Le désert de la peur

La prédication de Jean le Baptiseur Marc 1, 1-8
Autres lectures : Isaïe 40, 1-5.9-11; Ps 84(85); 2 Pierre 3, 8-14


Bien qu'il ait été un militant de l'athéisme, Friedrich Nietzsche a dit au sujet de l'homme du désert quelque chose que l'on peut appliquer à Jean Baptiste : « C'est au désert qu'ont toujours vécu les véridiques, les libres esprits, seigneurs des déserts; dans les villes habitent les sages bien nourris et célèbres - les bêtes de trait ».

     Jean Baptiste, dans sa volonté de convertir les foules, s'est installé au désert. Cela ne manque pas d'étonner car le désert est une solitude dépeuplée. Pourquoi ne l'aurait-il pas fait pour donner à ce geste toute sa valeur pédagogique! Le désert avec son sol aride, ses arbres décharnés, son roc austère, figure bien le péché. C'est l'image du mal dans lequel Jean Baptiste a plongé tout en demeurant innocent.

     On avait gardé un souvenir épeurant de la traversée du désert depuis l'Égypte jusqu'à la Terre Promise. Moïse, enfin parvenu avec le peuple au bord du Jourdain, remémore la frayeur qu'il avait éprouvée au point de départ : Nous entrâmes en ce désert grand et effroyable que vous avez vu sur le chemin de la montagne des Amorites (Deutéronome 1, 19). La rareté de la nourriture, la présence des bêtes sauvages rendaient le désert tout à fait inhospitalier. Aujourd'hui la photo, même si elle nous permet de voir les couleurs splendides du désert, nous fait connaître de plus près ce qui causait la terreur des Israélites. Il n'y a pas âme qui vive sur de longues distances et le solitaire qui s'y trouve paraît comme livré aux démons qui y habitent. L'évangile évoque l'esprit mauvais qui est sorti des possédés : Lorsque l'esprit impur est sorti de l'homme, il erre par des lieux arides en quête de repos et il n'en trouve pas (Matthieu 12, 43).

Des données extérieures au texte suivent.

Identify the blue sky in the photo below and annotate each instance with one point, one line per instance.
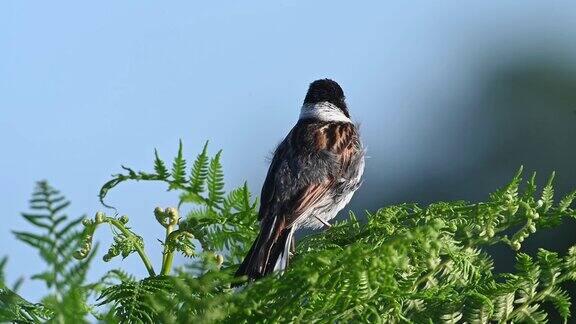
(86, 87)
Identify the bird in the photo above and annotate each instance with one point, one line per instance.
(313, 175)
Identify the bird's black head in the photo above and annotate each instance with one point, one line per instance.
(327, 90)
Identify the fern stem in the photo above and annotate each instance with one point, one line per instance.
(168, 255)
(139, 249)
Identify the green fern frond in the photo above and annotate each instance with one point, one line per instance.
(131, 299)
(160, 167)
(215, 181)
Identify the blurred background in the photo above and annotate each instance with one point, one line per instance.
(452, 98)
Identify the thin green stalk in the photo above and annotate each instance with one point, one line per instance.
(168, 255)
(139, 249)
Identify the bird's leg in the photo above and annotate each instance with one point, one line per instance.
(323, 221)
(292, 247)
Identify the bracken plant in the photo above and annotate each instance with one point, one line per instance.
(401, 264)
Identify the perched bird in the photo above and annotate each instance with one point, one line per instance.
(314, 173)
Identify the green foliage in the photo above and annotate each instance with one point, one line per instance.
(402, 264)
(56, 238)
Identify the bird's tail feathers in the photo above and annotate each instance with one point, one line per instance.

     Les foules ont intuitionné cet aspect de la chose et c'est pourquoi elles sont accourues. Le grand désert qui sépare Babylone de Jérusalem faisait peur lui aussi. Les exilés du temps d'Ézéchiel redoutaient d'en affronter les dangers et c'est pourquoi les poètes en prédisaient la transformation totale : Que la steppe exulte et fleurisse; comme l'asphodèle, qu'elle se couvre de fleurs (Isaïe 35, 1). Jean Baptiste a été vivre au désert pour réfléchir à la puissance du mal mais aussi à la puissance de Dieu qui est capable de faire toute chose nouvelle. Le pays de la soif allait devenir le pays de la fraîcheur. Les inspirés en avaient eu la vision : Le Seigneur changea le désert en nappe d'eau, une terre sèche en source d'eau; là il fit habiter les affamés et ils fondèrent une ville habitée (Psaume 107, 35-36). La « ville » nouvelle, c'est sans doute celle de tous les chercheurs d'absolu qui ont été attirés par une expérience forte.

Ceux qui cherchent Dieu
     Nombreux étaient ceux qui avaient quitté les villes de Judée pour tenter la vie au désert. Ceux qui habitaient à Qumrân étaient de ceux-là. Ils sont responsables des fameux manuscrits de la mer Morte qui disent beaucoup sur les élites spirituelles d'Israël. Que d'hommes et de femmes désiraient connaître Dieu et pressentaient sa présence au désert. Le paradoxe était donc que c'était le lieu des démons, le séjour d'Azazel (Lévitique 16, 26), mais aussi celui de Dieu venu y remporter une victoire décisive contre l'empire du mal.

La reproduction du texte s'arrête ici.